A few things. Responses inline.
> On Apr 3, 2019, at 7:05 AM, Marcus Franke <
marcus...@gmail.com> wrote:
>
> Hello,
>
> I have a small project here at work, that does not compile using modules inside the golang docker image.
>
> The software resides inside a rather monorepo like repository inside the organizations private repository at github. So far, a great place for the modules, as I can develop the software outside my GOPATH and building it on my machine works great.
>
> My code resides inside this private repository inside an arbitrary path, which is not fully part of the name I initiated the module with. Which does not impose a problem when building on my laptop.
>
> My go.mod file looks like this:
> ```
> module
github.com/org/repo/asm
>
> go 1.12
>
> require (
>
github.com/aws/aws-sdk-go v1.19.5
>
github.com/kr/pretty v0.1.0
>
github.com/stretchr/testify v1.3.0 // indirect
>
golang.org/x/net v0.0.0-20190327091125-710a502c58a2 // indirect
>
gopkg.in/yaml.v2 v2.2.2
> )
> ```
This generally looks OK.
>
> I have a Makefile does some simple tasks for building, it creates a tarball of my code directory and starts a docker build -t .... job.
Why make a tarball? You'll get a lot more mileage out of just copying the files from the Docker context, which Docker is already tarring up to pass around anyway. You'll get fewer surprises that way.
In our Dockerfiles, we generally have the following as preamble (we also add some non-root permissioning, which is more complex than you really need right now):
# Provide arguments for the module name (required) and the
# optional module proxy for hermetic builds
ARG MOD_NAME=modname
ARG GOPROXY
ENV GOPROXY ${GOPROXY}
# Set a variable for our working directory (make sure it matches
# the module name)
ENV D $HOME/build/$MOD_NAME
RUN mkdir -p $D
WORKDIR $D
# Copy go.sum/go.mod and warm up the module cache (so that this
# rather long step can be cached if go.mod/go.sum don't change)
COPY go.* $D/
CMD go mod download
# Now copy the rest.
COPY . $D
# Run the build script, which in the end generally calls
# "go install ./cmd/$app1 ./cmd/$app2 ...etc"
RUN ./scripts/build.sh install-all -v
>
> My simplified Dockerfile:
> ```
> FROM golang:1.12
> ENV GO111MODULE=on
> CMD mkdir asm
> WORKDIR /go/asm
> ADD code.tar .
> CMD tar xvf code.tar
Careful with ADD, it automatically untars things when they're compressed (though yes, this is not currently compressed). Again, though, there's usually not much reason to do that; you should probably just do a COPY of the files from your context instead.
> RUN cd cmd/asm
This doesn't doo what you think it does; it does not change the working directory. For that, you want the WORKDIR directive. However...
> RUN go build -o asm
Instead of trying to change directories, you might want to just say go build ./cmd/asm. You'll do yourself a lot of favors if you do your builds from the base of your repo
> ```
It is, the Go tool generally uses that to specify where the package "lives" if it's working properly. This looks to me almost like it's not seeing go.mod correctly.
>
> My repository contains two internal packages below a pkg/ directory and these are being imported just fine with "

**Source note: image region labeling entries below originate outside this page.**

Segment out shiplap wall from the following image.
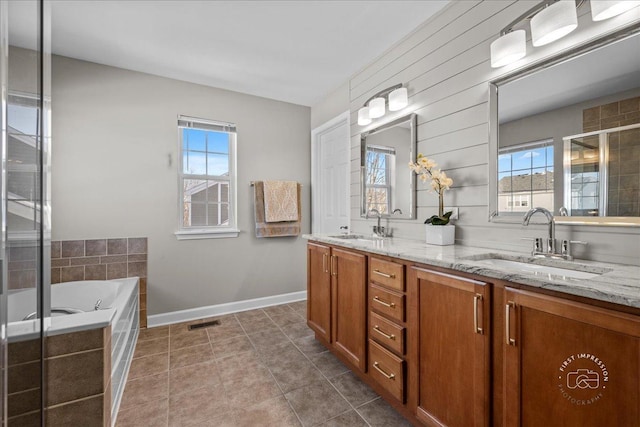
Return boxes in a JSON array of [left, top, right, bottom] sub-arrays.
[[349, 1, 640, 264]]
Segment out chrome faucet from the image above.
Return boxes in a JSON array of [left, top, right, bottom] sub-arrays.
[[522, 208, 587, 261], [522, 208, 556, 255], [365, 209, 385, 237]]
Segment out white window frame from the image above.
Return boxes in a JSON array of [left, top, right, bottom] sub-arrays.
[[175, 115, 240, 240]]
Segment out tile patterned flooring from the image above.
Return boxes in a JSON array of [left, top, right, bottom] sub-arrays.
[[117, 301, 410, 427]]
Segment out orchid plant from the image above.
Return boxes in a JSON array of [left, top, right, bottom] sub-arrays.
[[409, 153, 453, 225]]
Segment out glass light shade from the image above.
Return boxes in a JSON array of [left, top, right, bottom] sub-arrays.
[[591, 0, 640, 21], [358, 107, 371, 126], [491, 30, 527, 68], [389, 87, 409, 111], [531, 0, 578, 46], [369, 98, 385, 119]]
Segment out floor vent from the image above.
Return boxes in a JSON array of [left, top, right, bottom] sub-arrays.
[[189, 320, 220, 331]]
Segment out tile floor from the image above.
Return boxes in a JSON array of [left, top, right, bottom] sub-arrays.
[[117, 301, 410, 427]]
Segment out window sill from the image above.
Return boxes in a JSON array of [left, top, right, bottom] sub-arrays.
[[174, 228, 240, 240]]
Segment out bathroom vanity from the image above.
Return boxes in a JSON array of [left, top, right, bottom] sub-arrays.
[[305, 235, 640, 427]]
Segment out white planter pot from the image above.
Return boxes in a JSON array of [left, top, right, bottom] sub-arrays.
[[425, 224, 456, 246]]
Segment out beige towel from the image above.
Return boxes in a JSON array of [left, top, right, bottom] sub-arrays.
[[264, 181, 300, 222], [253, 181, 302, 237]]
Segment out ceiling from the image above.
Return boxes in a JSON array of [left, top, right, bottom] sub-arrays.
[[9, 0, 448, 106]]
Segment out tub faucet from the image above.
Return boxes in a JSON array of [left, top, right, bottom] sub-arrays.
[[522, 208, 556, 256]]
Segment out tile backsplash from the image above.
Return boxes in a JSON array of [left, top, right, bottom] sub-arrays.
[[51, 237, 147, 327]]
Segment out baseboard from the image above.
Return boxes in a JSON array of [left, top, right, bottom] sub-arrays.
[[147, 291, 307, 328]]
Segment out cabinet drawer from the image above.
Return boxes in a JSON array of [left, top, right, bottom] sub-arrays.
[[369, 257, 404, 291], [369, 284, 404, 322], [369, 340, 405, 403], [369, 313, 405, 355]]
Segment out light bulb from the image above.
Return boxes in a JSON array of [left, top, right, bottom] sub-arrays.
[[369, 98, 385, 119]]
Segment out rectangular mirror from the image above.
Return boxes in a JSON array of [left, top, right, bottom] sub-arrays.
[[360, 114, 416, 219], [489, 28, 640, 226]]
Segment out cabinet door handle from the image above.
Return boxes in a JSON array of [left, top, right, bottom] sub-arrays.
[[373, 295, 396, 308], [373, 325, 396, 340], [504, 301, 516, 345], [473, 294, 483, 335], [331, 255, 338, 276], [373, 362, 396, 380], [373, 270, 396, 279]]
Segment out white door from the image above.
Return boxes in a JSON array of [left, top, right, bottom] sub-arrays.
[[311, 111, 350, 233]]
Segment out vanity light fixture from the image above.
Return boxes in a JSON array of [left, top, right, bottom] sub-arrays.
[[531, 0, 578, 47], [491, 0, 640, 68], [358, 83, 409, 126]]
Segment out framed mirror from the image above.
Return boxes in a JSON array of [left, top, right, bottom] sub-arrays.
[[489, 27, 640, 226], [360, 114, 416, 219]]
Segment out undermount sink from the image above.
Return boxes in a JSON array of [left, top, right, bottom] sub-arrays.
[[467, 254, 611, 279]]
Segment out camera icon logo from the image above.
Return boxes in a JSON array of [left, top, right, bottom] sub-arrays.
[[567, 369, 600, 389]]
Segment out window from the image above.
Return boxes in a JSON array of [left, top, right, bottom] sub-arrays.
[[365, 145, 396, 215], [498, 139, 553, 213], [176, 116, 239, 239]]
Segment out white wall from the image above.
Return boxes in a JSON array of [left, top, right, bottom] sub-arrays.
[[320, 1, 640, 264], [311, 82, 349, 129], [52, 57, 310, 314]]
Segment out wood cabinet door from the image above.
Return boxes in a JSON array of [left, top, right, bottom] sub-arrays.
[[307, 243, 331, 342], [331, 248, 367, 372], [504, 288, 640, 427], [409, 267, 491, 427]]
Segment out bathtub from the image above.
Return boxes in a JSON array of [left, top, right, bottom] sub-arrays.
[[7, 277, 139, 423]]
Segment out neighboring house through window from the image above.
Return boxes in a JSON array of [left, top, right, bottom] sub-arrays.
[[498, 139, 553, 213], [176, 116, 239, 239], [365, 145, 396, 215]]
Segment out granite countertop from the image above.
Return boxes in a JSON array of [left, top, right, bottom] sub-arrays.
[[303, 234, 640, 308]]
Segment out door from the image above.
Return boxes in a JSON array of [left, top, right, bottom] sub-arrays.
[[503, 288, 640, 427], [331, 248, 367, 372], [307, 243, 331, 342], [312, 112, 350, 233], [412, 268, 491, 427]]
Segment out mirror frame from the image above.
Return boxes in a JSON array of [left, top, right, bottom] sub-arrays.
[[360, 113, 417, 220], [488, 25, 640, 227]]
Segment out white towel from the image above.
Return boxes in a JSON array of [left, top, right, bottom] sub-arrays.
[[264, 181, 300, 222]]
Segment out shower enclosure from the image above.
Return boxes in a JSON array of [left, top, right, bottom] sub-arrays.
[[0, 0, 51, 426]]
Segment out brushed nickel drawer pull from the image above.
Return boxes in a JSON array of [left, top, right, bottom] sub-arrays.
[[473, 294, 483, 335], [373, 325, 396, 340], [373, 270, 396, 279], [504, 301, 516, 345], [331, 255, 338, 277], [373, 362, 396, 380], [373, 295, 396, 308]]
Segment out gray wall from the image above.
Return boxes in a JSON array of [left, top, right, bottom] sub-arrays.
[[52, 57, 310, 314], [312, 1, 640, 264]]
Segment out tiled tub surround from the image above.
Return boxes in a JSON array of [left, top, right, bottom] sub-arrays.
[[9, 278, 139, 426], [116, 301, 409, 427], [303, 234, 640, 308], [51, 237, 147, 328], [582, 96, 640, 216]]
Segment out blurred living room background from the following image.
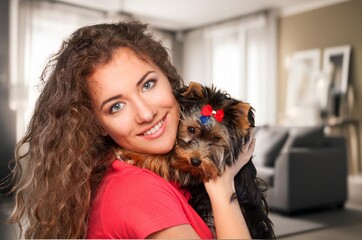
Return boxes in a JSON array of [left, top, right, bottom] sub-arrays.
[[0, 0, 362, 239]]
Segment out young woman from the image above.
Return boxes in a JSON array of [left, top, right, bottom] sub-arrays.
[[10, 22, 255, 239]]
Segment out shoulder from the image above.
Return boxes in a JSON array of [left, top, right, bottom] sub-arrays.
[[93, 161, 188, 238]]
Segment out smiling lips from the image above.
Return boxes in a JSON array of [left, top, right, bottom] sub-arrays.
[[143, 120, 164, 136]]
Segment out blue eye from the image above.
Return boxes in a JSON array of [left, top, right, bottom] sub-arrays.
[[143, 80, 156, 91], [109, 103, 125, 113]]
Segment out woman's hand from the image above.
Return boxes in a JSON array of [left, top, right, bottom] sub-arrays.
[[205, 133, 255, 239], [205, 132, 256, 196]]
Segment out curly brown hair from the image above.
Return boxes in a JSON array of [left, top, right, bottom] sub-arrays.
[[9, 21, 183, 238]]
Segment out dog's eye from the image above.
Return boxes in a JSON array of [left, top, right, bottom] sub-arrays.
[[187, 127, 196, 134]]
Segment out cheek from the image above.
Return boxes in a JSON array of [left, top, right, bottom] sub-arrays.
[[101, 115, 132, 143]]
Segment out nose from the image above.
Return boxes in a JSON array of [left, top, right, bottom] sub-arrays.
[[190, 158, 201, 167], [135, 99, 156, 124]]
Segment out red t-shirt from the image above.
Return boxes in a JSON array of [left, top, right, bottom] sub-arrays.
[[87, 160, 213, 239]]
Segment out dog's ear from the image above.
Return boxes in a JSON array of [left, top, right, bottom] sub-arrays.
[[233, 102, 255, 130], [181, 82, 204, 98]]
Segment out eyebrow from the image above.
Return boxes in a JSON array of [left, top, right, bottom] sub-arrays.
[[100, 71, 155, 110]]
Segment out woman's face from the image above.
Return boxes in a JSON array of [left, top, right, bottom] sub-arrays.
[[89, 48, 180, 154]]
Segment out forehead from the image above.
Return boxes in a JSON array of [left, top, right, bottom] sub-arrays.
[[87, 47, 154, 94]]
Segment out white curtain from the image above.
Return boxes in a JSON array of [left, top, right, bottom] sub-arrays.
[[182, 12, 277, 125]]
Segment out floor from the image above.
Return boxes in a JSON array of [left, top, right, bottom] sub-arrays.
[[279, 175, 362, 240], [0, 175, 362, 240]]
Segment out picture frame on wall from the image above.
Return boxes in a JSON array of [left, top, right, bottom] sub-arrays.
[[323, 45, 351, 117], [323, 45, 351, 94], [285, 48, 321, 125]]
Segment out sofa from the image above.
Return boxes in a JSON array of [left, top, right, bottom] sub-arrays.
[[253, 126, 348, 215]]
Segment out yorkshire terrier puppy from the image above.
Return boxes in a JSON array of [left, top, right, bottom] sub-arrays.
[[118, 82, 275, 239]]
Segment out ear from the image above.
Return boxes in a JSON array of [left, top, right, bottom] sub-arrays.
[[181, 82, 204, 98], [233, 102, 254, 130]]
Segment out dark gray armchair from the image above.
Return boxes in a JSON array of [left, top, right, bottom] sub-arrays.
[[253, 127, 347, 214]]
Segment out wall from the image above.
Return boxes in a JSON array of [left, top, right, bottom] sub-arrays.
[[0, 0, 16, 192], [277, 0, 362, 172]]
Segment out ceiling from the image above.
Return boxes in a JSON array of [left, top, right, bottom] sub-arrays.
[[60, 0, 348, 31]]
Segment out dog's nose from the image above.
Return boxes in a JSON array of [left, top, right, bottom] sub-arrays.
[[191, 158, 201, 167]]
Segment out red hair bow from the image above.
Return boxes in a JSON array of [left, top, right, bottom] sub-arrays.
[[201, 104, 224, 122]]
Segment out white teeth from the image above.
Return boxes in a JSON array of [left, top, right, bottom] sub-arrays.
[[143, 120, 163, 136]]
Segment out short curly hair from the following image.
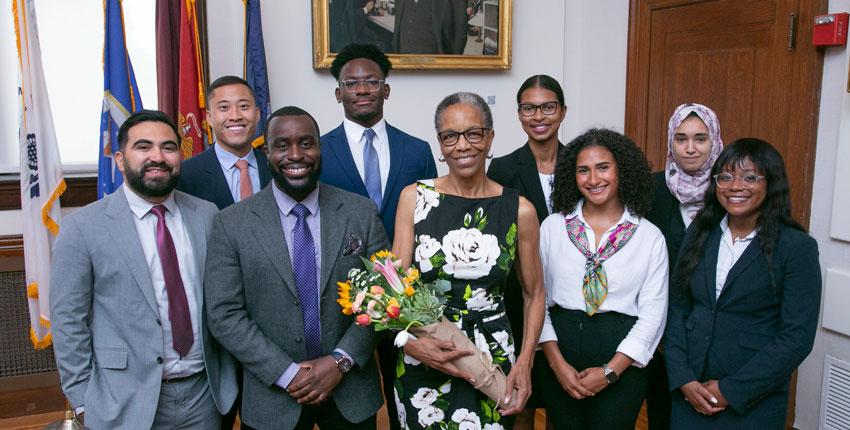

github.com/org/repo/asm/pkg/foo" and "
github.com/org/repo/asm/pkg/bar" in my code. On my laptop the compiler can, as written above, compile the project just fine. Here it seems it does not fumble with finding that particular and rather virtual module name.
>
> Am I doing something wrong or did I just misunderstand the way modules work?
See if any of the above helps, feel free to bug me about it if not, I'm glad to help. We've been doing this for a few months now and almost have it working satisfactorily. Don't forget to do a multi-stage build to efficiently extract your compiled binaries after they're all built so your images aren't enormous!